Dabei ist mir immer präsent, dass der Neuanfang, dessen Jubiläum wir in der vergangenen Woche gefeiert haben, und die Selbstverständlichkeit, mit der die sechs sehr unterschiedlichen Wohlfahrtsverbände in unserem Land miteinander arbeiten, alles sind, nur nicht selbstverständlich.
Unerträglicher Antisemitismus
In der kommenden Woche werden wir wieder an die Pogrome vom 9. November 1938 erinnern. Auch in der Neuen Synagoge in der Oranienburger Straße in Berlin wurde damals Feuer gelegt. Der couragierte Polizist Wilhelm Krützfeld trat den Brandstiftern entgegen und konnte eine vollständige Zerstörung verhindern. Doch 1945 hatten die Nazi nahezu alles zerstört, was jüdische Wohlfahrt vor der Shoah ausgemacht hatte: die Menschen vertrieben oder ermordet, Wissen, Können und Strukturen vernichtet.

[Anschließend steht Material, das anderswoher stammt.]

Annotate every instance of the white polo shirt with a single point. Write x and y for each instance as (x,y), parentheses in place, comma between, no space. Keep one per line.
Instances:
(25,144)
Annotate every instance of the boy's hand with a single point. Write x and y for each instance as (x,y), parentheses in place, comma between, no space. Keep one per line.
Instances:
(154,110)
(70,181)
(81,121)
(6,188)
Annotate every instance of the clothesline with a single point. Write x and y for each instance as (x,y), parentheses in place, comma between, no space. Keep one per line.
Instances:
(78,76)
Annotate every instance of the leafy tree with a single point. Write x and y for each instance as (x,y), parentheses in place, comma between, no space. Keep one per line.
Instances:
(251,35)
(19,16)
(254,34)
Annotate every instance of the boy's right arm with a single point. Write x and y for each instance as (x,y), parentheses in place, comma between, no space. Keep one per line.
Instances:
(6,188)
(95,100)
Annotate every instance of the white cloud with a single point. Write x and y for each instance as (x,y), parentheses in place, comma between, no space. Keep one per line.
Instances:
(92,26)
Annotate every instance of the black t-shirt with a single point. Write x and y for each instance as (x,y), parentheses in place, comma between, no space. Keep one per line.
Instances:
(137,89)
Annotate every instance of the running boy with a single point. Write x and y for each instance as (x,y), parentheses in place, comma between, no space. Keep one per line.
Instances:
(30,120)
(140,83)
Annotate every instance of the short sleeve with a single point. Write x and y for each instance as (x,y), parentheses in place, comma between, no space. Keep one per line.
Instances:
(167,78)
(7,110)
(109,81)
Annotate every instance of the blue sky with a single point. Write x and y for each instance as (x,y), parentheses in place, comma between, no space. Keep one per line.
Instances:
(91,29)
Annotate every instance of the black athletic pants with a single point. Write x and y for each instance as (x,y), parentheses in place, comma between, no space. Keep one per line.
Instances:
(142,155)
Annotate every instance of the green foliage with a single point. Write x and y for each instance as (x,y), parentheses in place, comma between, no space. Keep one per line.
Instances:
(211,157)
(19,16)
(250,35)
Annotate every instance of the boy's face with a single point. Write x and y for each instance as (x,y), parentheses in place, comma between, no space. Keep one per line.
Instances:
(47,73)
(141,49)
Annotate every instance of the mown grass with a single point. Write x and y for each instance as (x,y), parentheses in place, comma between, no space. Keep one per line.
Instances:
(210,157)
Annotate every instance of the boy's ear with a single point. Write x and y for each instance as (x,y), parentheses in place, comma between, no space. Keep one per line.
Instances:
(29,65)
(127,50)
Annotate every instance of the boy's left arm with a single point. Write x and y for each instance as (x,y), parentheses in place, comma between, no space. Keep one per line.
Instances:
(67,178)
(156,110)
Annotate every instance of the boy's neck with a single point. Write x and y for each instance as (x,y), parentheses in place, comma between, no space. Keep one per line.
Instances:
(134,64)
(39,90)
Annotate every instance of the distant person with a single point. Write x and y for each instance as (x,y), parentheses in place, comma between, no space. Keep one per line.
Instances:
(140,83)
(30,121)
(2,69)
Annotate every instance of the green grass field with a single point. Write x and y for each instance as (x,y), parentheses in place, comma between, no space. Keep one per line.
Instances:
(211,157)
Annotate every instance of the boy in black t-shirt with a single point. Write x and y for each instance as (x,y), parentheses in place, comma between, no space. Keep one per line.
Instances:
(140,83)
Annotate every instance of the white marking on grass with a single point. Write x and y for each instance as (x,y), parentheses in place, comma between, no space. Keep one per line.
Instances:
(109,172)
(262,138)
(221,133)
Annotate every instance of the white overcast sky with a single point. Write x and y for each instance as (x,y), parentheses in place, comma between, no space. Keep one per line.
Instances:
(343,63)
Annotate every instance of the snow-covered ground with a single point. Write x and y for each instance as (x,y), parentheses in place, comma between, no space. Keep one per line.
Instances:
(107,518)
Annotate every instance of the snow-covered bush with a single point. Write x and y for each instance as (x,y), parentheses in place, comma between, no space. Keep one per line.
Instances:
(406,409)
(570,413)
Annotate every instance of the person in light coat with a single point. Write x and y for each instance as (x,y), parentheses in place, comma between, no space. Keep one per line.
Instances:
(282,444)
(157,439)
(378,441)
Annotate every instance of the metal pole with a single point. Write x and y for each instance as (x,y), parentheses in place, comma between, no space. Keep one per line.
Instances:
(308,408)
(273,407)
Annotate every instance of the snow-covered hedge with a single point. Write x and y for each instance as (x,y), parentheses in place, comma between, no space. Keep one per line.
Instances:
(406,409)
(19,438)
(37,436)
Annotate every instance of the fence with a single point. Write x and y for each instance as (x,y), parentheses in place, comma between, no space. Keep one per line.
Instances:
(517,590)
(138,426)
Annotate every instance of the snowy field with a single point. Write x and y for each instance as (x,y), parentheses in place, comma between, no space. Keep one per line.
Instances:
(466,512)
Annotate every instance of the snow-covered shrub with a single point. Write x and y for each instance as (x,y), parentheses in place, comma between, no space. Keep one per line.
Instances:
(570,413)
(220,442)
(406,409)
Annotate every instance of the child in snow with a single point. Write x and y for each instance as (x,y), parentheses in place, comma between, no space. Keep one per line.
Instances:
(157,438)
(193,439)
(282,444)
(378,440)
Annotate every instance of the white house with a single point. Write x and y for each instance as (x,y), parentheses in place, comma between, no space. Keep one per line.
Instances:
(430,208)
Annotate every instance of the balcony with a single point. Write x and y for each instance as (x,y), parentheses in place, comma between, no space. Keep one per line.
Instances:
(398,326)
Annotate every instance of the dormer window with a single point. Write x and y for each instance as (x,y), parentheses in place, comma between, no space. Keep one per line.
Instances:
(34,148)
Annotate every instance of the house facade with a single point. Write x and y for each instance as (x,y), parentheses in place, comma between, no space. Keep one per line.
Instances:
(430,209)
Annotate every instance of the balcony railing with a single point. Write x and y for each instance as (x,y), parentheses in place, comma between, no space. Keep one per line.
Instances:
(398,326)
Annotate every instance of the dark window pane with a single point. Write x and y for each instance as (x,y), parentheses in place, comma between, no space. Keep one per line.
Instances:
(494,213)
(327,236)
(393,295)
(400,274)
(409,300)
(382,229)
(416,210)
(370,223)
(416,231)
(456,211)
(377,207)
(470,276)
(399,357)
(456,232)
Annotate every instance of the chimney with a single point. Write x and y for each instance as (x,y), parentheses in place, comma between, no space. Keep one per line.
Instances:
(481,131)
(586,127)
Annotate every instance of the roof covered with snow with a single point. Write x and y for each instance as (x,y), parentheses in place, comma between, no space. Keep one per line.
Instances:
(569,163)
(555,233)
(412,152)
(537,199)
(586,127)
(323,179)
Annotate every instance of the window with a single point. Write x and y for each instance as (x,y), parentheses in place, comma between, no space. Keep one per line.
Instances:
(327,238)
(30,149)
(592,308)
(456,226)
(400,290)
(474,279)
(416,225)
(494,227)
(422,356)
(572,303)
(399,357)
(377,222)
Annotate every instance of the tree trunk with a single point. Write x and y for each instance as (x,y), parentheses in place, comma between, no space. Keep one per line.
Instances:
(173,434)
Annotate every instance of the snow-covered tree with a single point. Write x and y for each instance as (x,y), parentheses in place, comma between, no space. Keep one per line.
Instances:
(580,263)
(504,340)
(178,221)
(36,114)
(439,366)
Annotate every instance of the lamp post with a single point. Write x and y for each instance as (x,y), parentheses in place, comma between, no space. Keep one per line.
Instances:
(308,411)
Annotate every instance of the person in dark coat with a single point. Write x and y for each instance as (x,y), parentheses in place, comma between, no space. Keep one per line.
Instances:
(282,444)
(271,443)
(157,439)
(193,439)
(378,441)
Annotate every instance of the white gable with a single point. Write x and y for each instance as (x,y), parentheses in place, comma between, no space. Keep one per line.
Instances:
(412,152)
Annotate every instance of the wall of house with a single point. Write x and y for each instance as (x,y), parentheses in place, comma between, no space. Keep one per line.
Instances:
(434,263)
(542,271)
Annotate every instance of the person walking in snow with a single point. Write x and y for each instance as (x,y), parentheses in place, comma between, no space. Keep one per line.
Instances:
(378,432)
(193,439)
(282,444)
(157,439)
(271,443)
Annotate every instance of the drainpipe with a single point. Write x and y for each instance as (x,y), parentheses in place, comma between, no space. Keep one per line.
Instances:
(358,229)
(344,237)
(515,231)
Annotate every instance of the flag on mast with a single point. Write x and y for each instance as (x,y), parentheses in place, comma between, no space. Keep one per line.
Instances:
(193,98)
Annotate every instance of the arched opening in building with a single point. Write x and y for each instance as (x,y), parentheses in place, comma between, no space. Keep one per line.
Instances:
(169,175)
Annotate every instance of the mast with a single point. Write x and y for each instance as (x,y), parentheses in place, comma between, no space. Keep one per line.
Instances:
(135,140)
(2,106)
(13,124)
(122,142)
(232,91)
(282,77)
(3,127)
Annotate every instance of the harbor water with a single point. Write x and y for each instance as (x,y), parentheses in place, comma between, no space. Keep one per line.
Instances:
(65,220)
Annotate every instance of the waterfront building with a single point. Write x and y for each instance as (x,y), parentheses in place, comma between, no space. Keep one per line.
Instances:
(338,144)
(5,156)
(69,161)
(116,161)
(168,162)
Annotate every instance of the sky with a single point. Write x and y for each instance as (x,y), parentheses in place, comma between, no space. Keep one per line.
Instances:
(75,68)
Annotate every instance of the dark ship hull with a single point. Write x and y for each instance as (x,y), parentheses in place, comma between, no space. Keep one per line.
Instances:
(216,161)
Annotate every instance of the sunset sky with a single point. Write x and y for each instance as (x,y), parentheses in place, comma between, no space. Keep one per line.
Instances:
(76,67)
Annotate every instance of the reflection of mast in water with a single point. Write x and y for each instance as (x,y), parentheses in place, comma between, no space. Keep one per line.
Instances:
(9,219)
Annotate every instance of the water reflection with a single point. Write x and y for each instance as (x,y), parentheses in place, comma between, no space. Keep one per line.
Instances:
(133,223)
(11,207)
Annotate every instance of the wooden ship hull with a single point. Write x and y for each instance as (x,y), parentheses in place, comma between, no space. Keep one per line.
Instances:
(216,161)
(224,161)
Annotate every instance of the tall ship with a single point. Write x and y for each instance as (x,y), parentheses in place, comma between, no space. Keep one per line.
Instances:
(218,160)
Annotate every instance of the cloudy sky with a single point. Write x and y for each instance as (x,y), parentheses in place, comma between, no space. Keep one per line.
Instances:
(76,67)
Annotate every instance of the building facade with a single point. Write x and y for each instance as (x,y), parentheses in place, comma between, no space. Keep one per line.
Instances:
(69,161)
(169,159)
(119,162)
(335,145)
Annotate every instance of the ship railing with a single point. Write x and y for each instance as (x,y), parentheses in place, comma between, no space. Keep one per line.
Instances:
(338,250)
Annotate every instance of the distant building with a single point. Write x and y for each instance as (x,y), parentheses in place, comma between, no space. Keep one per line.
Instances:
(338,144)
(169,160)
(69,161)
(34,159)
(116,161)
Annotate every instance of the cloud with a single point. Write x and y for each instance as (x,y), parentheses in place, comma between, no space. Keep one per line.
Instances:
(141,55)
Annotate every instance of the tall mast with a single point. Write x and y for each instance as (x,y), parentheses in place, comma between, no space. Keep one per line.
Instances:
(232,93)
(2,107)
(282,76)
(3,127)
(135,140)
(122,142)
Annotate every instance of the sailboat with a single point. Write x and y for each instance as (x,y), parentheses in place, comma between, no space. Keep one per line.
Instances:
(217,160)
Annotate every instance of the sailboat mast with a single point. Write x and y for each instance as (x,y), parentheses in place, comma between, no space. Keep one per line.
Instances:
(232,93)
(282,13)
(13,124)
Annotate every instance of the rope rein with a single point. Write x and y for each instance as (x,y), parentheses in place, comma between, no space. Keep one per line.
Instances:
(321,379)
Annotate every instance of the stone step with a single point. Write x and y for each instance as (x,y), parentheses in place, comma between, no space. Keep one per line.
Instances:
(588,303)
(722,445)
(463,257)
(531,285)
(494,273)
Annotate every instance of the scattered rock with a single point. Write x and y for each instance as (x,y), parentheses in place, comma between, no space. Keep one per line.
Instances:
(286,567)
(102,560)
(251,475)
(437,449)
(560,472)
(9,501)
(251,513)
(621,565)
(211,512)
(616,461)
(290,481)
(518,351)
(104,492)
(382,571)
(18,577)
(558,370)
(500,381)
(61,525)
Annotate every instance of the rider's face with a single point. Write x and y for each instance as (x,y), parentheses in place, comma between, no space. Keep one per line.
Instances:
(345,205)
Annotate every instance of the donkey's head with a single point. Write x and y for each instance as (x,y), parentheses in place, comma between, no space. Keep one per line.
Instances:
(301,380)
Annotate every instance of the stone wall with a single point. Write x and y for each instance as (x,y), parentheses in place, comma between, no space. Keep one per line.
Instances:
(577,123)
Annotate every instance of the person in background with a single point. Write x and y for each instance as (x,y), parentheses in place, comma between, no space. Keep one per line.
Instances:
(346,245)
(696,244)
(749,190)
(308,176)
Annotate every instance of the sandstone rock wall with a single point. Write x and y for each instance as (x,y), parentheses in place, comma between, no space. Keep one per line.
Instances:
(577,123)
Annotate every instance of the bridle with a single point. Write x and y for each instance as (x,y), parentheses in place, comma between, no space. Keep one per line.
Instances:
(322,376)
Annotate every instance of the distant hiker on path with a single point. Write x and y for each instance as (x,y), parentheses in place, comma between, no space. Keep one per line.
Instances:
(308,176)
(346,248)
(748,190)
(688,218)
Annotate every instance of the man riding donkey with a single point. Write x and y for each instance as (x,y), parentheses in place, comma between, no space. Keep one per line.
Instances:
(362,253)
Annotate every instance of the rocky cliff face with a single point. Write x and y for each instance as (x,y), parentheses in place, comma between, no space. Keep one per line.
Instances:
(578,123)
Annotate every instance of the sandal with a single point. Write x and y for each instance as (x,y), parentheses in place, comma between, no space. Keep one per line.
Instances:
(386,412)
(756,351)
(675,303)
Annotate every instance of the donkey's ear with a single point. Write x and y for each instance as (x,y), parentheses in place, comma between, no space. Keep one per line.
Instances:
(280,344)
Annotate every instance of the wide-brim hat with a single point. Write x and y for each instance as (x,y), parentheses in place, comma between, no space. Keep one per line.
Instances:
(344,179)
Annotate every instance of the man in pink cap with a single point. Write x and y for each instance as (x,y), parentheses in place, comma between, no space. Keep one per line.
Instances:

1700 Jahre Geschichte von Jüdinnen und Juden in Deutschland ist auch eine Geschichte von Hass, Gewalt und Diskriminierung. Und die evangelische Christenheit trägt ihren Teil an dieser Schuldgeschichte. Heute müssen wir wieder erleben, dass Antisemitismus und Hass zur Realität in unserem Land gehören. Unerträglich ist das und mit allen Mitteln des Rechtsstaates zu bekämpfen. Als Präsident von Diakonie Deutschland und der BAGfW stehe ich dafür ein, dass sich die ZWST auf die entschiedene Solidarität der Kollegialverbände verlassen kann.
Die engagierte Bekämpfung von Rechtsextremismus und Antisemitismus, von Diskriminierung und Menschenfeindlichkeit, der Einsatz für eine lebendige Demokratie, für Toleranz und eine offene Gesellschaft, in der jeder Mensch ohne Angst verschieden sein darf – das bleibt unsere Aufgabe. Angriffe auf Jüdinnen und Juden und ihre Einrichtungen, sind Angriffe auf den Kern der uns alle verbindenden Idee der Mitmenschlichkeit.
Zukunft in Vielfalt
1700 Jahre jüdisches Leben in Deutschland. Vielfalt hat in unserem Land eine lange und überaus fruchtbare Geschichte. Und was für ein erstaunliches Netzwerk hat sie für uns geknüpft über die Jahrtausende – aus Traditionen und Geschichten, aus Dialekten und Sprachen, aus Gerichten und Gewohnheiten: unsere reiche Kultur. Sie verbindet und bindet uns aneinander. Als Mitmenschen. So gewinnen wir Zukunft. In Vielfalt, mit Respekt, auf Augenhöhe. Mazel Tov!